# Need Some Creative Minds!



## VincekFarm (Jun 27, 2011)

So for 4-H/Fair I have 5 stalls this year and we are required to decorate above them for our farm and such. I need ideas of what to put up there. I've done this since 2010 but I do kinda want to do something a bit different this year. I don't remember what I did in 2010. In 2011 we did a bit of a horse theme since we have so much horse stuff but there isn't a lot of goat stuff you can decorate with. Last year it was the same sign & fabric with goat pictures & flowers I believe. I have a picture of 2011 that I added below so you can get a basic idea of the layout and the the options there are to decorate. We have the same background fabric & Vincek Farm sign which I think we have to use again since fabric is just so expensive and the sign took forever to make. Any ideas of what to decorate it with or pictures or what you have done for your fairs? Please help, I'm completely braindead on ideas.


----------



## ksalvagno (Oct 6, 2009)

What about taking pictures of the goats in hats and such and putting those up? In particular, the ones you are taking to the fair.

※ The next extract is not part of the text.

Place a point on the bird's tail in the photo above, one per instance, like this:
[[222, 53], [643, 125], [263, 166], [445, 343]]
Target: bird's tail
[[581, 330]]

Then hang the pictures above the pen where the goat will be with their name.


----------



## MoKa-Farms (Jun 19, 2013)

I have a few ideas
1. You could take a picture of each goat being brought to the fair and paste or photoshop their heads onto flowers with their names next to them.
2. You could take a picture of each goat and paste or photoshop crowns and fancy headresses on their heads, and present their names like Queen ______ Prince_____ etc etc.


----------



## Little-Bits-N-Pieces (Apr 7, 2013)

At our fair we normally have themes, last time it was pirates, so everyone did skulls and crossbones, black flags, things like that. 

But you could do pictures of them as kids, or your herd, or fun fact charts, the history of the breed, put up ribbons, rosettes, plaques etc, that you have been awarded from past shows, print out feed brand logos that you use and support and hang them up there, maybe the ADGA logo (or who ever you are reg with) maybe a VinceK Farms ~ Since_____, or something like that...


----------



## Little-Bits-N-Pieces (Apr 7, 2013)

Just make it colorful, fun and eye catching!


----------



## lileomom (Apr 11, 2013)

I've seen people do a "cream of the crop" theme with shocks of corn and sort of harvest related stuff. 

a 2013 unlucky or superstition theme with pics of goats walking under ladders, guilty goat looking at a broken mirror....

You could also decorate those hats with some stuff from the dollar store or yard sales. sort of change up what you've done in past years using the same stuff.


----------